The manor of Bolton, which is of considerable antiquity, was alienated by Roger de Maresey, with his other lands between the rivers Ribble and Mersey, to Ranulph de Blundeville, Earl of Chester, for 240 marks of silver, and a pair of white gloves, to be presented annually at Easter. It afterwards passed through the families of Ferrers and Pilkington, and was confiscated to the crown on the attainder of Sir Thomas Pilkington, in the 1st of Henry VII., for his adherence to the cause of Richard III. at the battle of Bosworth-Field. Henry granted it to his relation, Thomas, Lord Stanley, then created Earl of Derby; but a considerable portion of the property having been confiscated by parliament, during the period of the Commonwealth, the manor of Bolton is at present held, in unequal proportions, by five lords.

The town, comprising the townships of Great and Little Bolton, which are separated by the rivulet Croal, was greatly enlarged under an act of parliament obtained in 1792, for inclosing Bolton Moor, of which more than 250 acres were divided into allotments, now partly occupied with buildings. The powers of the commissioners appointed under that act were extended by an act in 1817, since which time three spacious squares, several ranges of buildings, and a few public edifices, have been erected; 428 houses in Great Bolton, and 196 in Little Bolton, were built during one year, and considerable improvement has been made in the roads leading to the town. It is lighted with gas by a company incorporated in 1820, whose powers were extended by an act passed in 1843; and the inhabitants are supplied with excellent water, brought from the high lands in Sharples, five miles north of Bolton, by pipes, and conveyed by an iron main of eighteen inches diameter to the various parts of the town. This undertaking was first established at an expense of £40,000, subscribed in shares of £50 each, by a company formed in 1824, for whose use a handsome stone building was erected, in front of which is an emblematical tablet representing a Naïad seated by a fountain, pouring water from a ewer to a thirsty child. The company obtained a new act in 1843, extending its powers to the adjacent townships; and in 1847 an act was passed, enabling the municipal corporation to purchase or take a lease of the water-works, and to improve the town generally. The theatre is regularly open during the season; a town-hall was erected a few years since, in which concerts occasionally take place, and there are three public libraries. Splendid baths, with public rooms for assemblies, concerts, and lectures, were erected in 1846, at a cost exceeding £4000. The Exchange Buildings, erected in 1825, form a neat edifice of stone, with two Ionic columns at the entrance: the lower room, which is of ample dimensions, is appropriated to the transaction of general business, and fitted up as a news-room; the upper part contains a library and reading-rooms. A mechanics' institute was established in 1825. Temporary barracks have been provided for the accommodation of two companies of infantry.

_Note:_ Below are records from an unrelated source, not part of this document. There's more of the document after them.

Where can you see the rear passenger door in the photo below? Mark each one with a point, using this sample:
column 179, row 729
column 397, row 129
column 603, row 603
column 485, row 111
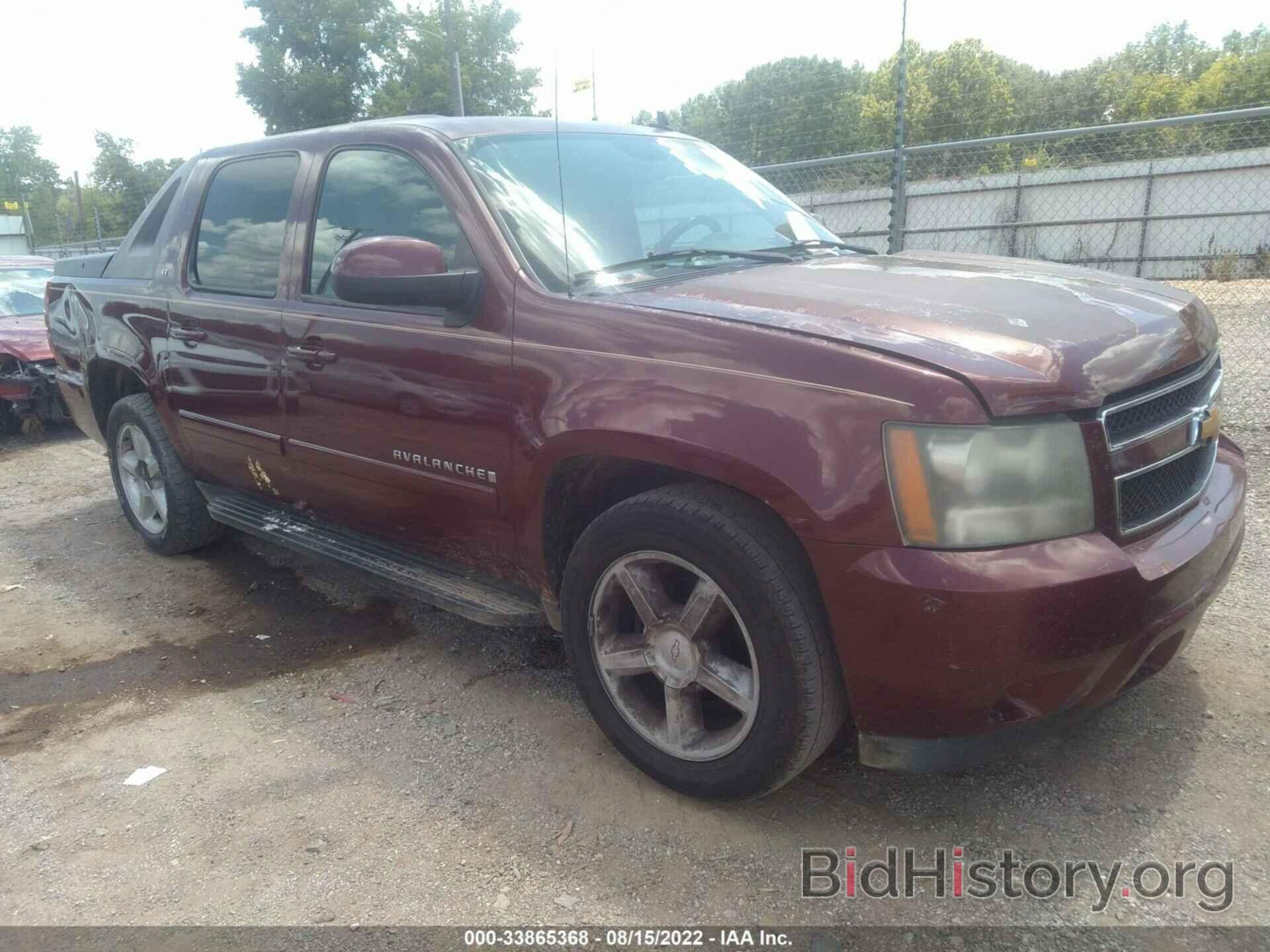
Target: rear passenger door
column 404, row 429
column 225, row 328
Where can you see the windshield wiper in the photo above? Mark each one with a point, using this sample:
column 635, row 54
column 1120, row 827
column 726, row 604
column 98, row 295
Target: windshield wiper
column 683, row 254
column 825, row 243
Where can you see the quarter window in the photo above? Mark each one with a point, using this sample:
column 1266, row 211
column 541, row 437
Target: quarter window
column 372, row 192
column 244, row 220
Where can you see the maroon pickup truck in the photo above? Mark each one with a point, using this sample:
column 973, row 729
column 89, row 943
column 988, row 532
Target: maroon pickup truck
column 610, row 380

The principal branch of manufacture, and to the introduction of which Bolton owes its present extent and importance, is that of cotton, in the improvement of which many ingenious and valuable discoveries originated in this town. Sir Richard Arkwright, a resident here, after he had established his works at Derby and Nottingham, brought the spinning-jenny and the waterframe machines to perfection; and Samuel Crompton, who was also an inhabitant of Bolton, invented a machine called the mule, combining the properties of both, for which, after receiving two several donations of £105 and £400, subscribed as acknowledgments of his merit, he was ultimately remunerated by parliament with a grant of £5000. Previously to the introduction of the cotton-trade, some weavers who arrived in this country from the palatinate of the Rhine, had added to the manufacture of woollen-cloth that of a fabric, partly composed of linen-yarn chiefly imported from Germany, and partly of cotton. The chief articles were fustian, jean, and thickset: velvet, entirely of cotton, was first made here in 1756, and muslin, quilting, and dimity succeeded. After the introduction of the improved machinery, several factories were established, but, being chiefly worked by water, they were on a small scale; the subsequent employment of steam enabled the proprietors to enlarge their works, and the adoption of power-looms contributed greatly to improve and extend the trade.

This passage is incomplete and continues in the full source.